Data-data kematian belum melandai, belum lagi jumlah pasien yang sembuh belum mengalami penurunan secara signifikan. Pemerintah lalu mengumumkan penamaan masa New Normal dengan menggantinya dengan istilah adaptasi kebiasaan baru. Selain itu juga seketika mengganti pula penamaan dengan istilah asing baru, seperti suspek, probable, konfirmasi, kontak sebagai pengganti ODP, PDP dan OTG sebagaimana dalam Keputusan Menteri Kesehatan Republik Indonesia Nomor HK.01.07/MENKES/413/2020. Penggantian diksi ini terkesan tanggung, sebab dengan alasan mengganti bahasa asing tetapi tetap juga menggunakan bahasa asing pada istilah lainnya. Cultural shockmewujud dalam bentuk panic buying, hoax, pembangkangan (menolak melakukan rapid test dan Swab), atau penjemputan paksa jenazah covid-19.
Masyarakat juga dalam masa transisi mengalami penyimpangan budaya (cultural gap). Terdapat larangan untuk berkumpul tetapi titik kumpul terbuka secara terang benderang dalam wujud pasar, mall, hotel, misalnya. Masyarakat dihimbau menggunakan masker, sementara persediaan masker langka dan harga melambung. Larangan bepergian yang tidak sinkron dengan ketersediaan secara terang-terangan lokus pulang pergi, seperti bandara, terminal, pelabuhan, stasiun, dan agen perjalanan
Pilihan ada ditangan diri sendiri, mau hidup dalam kondisi new normal dengan pola hidup yang up normal atau justru hidup dalam kondisi abai dalam arti abnormal.
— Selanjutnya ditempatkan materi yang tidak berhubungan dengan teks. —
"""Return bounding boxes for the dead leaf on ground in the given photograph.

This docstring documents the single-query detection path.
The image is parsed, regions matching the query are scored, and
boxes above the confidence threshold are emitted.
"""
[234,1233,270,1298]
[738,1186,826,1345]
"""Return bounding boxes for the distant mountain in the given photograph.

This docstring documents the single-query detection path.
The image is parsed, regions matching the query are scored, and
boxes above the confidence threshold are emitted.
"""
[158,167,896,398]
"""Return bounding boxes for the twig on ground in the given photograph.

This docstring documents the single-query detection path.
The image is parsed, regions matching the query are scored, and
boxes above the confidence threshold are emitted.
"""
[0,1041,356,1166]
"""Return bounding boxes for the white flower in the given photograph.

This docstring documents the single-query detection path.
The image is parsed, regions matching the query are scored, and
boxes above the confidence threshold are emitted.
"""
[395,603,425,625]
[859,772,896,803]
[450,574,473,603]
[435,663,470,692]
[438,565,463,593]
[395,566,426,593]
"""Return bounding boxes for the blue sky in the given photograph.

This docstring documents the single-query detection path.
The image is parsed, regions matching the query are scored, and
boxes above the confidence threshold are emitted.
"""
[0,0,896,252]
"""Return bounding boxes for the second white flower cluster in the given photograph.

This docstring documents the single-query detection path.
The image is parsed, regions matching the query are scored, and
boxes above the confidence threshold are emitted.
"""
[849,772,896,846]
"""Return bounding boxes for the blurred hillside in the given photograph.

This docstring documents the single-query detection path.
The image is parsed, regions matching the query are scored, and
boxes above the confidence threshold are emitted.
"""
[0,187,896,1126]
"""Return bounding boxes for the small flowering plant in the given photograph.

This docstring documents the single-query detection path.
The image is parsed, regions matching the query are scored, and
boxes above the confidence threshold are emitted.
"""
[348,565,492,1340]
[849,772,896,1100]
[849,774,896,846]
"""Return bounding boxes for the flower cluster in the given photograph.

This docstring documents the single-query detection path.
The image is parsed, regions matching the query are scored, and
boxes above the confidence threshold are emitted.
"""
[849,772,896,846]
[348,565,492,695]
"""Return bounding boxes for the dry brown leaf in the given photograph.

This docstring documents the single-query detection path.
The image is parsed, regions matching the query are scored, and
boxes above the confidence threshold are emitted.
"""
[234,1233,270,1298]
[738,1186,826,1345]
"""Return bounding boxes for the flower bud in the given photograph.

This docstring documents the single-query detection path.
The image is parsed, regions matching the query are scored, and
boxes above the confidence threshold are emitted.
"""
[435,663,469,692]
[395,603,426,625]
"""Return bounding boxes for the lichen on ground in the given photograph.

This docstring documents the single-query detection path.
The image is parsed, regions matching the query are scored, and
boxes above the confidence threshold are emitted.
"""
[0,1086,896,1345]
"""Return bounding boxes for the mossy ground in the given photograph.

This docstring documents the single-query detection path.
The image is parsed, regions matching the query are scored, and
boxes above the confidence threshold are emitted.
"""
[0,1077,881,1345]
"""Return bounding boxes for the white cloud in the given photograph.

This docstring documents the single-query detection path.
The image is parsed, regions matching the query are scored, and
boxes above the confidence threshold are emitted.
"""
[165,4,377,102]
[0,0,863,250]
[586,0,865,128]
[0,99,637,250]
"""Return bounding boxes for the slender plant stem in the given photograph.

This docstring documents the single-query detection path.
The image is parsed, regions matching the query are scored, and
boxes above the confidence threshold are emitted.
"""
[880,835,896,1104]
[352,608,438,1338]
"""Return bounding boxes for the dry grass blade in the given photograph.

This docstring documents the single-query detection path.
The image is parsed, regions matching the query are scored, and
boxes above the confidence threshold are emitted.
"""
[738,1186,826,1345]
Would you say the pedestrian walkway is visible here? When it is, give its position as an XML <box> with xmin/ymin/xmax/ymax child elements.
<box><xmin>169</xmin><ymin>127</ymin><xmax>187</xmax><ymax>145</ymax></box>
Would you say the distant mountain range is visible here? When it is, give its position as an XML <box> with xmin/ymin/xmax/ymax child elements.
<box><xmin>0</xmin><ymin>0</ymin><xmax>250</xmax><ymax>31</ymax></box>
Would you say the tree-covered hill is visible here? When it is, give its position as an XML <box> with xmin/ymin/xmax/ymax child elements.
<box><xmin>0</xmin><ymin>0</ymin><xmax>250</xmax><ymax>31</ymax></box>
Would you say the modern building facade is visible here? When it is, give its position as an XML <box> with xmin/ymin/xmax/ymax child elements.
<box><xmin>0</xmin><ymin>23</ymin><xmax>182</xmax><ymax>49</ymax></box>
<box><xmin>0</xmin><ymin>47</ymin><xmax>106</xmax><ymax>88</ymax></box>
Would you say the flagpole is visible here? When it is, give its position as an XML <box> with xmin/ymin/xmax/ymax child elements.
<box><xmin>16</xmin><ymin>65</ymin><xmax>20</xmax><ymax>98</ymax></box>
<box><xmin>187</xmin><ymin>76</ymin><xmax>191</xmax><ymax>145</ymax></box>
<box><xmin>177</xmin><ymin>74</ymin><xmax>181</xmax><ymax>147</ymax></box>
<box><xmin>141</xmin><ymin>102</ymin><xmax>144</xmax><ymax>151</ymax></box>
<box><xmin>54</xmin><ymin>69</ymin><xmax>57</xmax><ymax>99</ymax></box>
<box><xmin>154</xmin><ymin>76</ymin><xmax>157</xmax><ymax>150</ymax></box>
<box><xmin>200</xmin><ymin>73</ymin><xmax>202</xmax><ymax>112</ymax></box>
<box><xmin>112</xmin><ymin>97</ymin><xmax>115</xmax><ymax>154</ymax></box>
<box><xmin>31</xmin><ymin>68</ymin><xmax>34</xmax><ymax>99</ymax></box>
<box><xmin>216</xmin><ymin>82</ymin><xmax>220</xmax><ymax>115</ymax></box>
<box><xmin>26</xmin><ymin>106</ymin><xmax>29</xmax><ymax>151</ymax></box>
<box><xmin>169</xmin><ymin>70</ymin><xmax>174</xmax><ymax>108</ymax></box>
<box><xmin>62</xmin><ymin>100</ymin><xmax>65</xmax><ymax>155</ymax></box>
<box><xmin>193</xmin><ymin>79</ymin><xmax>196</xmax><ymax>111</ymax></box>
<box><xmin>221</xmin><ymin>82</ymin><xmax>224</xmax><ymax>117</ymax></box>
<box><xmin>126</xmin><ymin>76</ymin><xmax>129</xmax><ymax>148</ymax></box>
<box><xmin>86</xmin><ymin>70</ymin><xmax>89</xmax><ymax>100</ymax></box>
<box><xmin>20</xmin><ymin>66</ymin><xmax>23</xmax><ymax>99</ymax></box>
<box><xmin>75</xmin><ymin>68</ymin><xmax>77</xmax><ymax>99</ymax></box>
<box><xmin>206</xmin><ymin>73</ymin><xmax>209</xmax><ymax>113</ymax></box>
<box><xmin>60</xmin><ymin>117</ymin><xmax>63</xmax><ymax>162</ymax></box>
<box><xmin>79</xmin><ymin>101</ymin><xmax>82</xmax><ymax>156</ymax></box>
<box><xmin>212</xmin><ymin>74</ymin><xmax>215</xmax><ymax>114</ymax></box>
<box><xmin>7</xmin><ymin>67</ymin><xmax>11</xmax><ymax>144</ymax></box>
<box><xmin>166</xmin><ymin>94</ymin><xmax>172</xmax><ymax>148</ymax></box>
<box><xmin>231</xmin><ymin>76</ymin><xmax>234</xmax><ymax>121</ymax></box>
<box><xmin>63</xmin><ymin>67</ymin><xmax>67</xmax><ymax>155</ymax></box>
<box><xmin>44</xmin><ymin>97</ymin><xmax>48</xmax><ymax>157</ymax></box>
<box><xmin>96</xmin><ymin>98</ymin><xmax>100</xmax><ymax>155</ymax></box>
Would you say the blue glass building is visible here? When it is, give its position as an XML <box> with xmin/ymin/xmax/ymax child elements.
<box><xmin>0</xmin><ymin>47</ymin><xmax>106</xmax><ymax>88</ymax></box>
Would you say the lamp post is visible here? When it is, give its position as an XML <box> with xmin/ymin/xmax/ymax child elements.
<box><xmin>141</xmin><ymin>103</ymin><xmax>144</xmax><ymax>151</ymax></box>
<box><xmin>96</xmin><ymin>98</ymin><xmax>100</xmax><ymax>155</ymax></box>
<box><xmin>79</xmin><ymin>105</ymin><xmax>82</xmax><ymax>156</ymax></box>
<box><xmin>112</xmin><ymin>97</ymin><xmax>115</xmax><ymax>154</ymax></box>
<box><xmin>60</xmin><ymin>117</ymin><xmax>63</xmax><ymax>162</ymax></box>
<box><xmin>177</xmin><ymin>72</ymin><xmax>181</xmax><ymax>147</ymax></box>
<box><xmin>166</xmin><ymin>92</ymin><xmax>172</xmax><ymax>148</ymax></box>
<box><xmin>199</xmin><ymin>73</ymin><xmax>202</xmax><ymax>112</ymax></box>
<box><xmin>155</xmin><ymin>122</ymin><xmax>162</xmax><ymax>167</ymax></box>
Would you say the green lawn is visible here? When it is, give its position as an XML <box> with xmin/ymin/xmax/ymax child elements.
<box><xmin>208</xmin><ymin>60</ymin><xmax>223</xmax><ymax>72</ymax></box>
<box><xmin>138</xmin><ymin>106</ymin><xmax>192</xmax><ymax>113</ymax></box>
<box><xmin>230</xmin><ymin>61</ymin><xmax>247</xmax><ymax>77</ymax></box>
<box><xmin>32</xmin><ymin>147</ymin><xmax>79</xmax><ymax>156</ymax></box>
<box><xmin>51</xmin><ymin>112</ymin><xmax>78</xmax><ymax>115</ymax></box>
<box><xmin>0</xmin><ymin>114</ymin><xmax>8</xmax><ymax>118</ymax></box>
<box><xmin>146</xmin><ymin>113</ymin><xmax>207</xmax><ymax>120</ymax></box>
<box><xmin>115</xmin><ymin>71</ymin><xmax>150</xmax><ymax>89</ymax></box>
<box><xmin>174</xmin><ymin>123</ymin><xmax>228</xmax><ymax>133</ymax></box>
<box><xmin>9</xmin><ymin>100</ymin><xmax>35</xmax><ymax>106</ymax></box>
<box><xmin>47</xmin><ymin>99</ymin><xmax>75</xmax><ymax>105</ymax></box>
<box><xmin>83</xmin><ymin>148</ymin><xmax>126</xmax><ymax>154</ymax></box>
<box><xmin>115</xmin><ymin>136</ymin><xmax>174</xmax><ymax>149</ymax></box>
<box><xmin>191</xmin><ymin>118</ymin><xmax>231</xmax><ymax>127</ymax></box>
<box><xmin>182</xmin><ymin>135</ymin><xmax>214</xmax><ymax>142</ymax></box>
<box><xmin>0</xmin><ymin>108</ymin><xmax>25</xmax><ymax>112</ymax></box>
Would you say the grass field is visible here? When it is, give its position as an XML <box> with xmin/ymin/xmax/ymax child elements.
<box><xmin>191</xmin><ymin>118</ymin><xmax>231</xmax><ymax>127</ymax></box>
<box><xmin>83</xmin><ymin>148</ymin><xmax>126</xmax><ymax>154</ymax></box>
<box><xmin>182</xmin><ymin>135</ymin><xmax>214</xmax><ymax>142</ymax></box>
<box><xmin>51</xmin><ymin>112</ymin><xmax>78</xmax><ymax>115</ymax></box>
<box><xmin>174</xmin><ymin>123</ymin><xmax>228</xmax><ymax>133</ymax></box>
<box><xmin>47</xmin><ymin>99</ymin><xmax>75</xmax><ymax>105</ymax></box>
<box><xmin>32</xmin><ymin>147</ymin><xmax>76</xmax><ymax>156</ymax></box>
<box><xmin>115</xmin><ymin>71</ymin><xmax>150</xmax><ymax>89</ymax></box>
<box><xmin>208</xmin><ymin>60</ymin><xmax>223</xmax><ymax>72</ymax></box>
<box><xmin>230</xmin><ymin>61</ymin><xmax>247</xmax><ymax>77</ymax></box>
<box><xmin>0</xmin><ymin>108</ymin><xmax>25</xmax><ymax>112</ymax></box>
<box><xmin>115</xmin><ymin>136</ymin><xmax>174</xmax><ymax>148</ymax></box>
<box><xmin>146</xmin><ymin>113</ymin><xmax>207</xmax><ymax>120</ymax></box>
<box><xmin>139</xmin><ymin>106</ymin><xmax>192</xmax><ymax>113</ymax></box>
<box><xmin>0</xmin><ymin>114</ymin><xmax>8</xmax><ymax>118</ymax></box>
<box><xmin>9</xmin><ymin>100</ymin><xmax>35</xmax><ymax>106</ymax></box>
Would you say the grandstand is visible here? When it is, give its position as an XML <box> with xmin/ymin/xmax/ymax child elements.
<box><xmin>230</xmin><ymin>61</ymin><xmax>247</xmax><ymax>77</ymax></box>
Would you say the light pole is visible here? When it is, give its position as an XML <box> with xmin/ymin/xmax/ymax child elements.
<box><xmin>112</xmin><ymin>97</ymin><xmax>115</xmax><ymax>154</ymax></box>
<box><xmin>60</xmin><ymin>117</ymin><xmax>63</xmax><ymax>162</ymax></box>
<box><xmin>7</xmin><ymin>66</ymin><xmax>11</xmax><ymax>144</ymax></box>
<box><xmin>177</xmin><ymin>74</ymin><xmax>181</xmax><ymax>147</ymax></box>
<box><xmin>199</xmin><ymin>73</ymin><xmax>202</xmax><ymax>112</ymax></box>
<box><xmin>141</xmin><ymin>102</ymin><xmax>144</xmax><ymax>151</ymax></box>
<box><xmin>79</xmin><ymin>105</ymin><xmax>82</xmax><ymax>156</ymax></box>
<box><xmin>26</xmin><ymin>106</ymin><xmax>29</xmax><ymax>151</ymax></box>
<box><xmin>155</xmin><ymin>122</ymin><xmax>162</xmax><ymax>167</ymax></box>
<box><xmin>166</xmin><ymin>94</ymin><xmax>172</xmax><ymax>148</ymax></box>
Namun pilihan tersebut tidak dapat dimaknai secara mutlak dan berdiri sendiri.
Ada keterkaitan atau keterhubungan dengan pilihan-pilihan lain agar hidup menjadi lebih mapan. Persoalanya adalah bukan pada anda lebih condong pada pilihan yang mana, tetapi bagaimana individu dan masyaraat dikondisikan untuk memilih pilihan yang tepat dan selamat, tidak hanya untuk dirinya sendiri tetapi juga bagi keluarga dan masyarakat.
Dengan demikian, maka new normal, up normal dan abnormal adalah pilihan dengan syarat dan ketentuan berlaku. Namun lagi-lagi pertanyaannya adalah seberapa siap kita dan sampai kapan hidup demikian berakhir?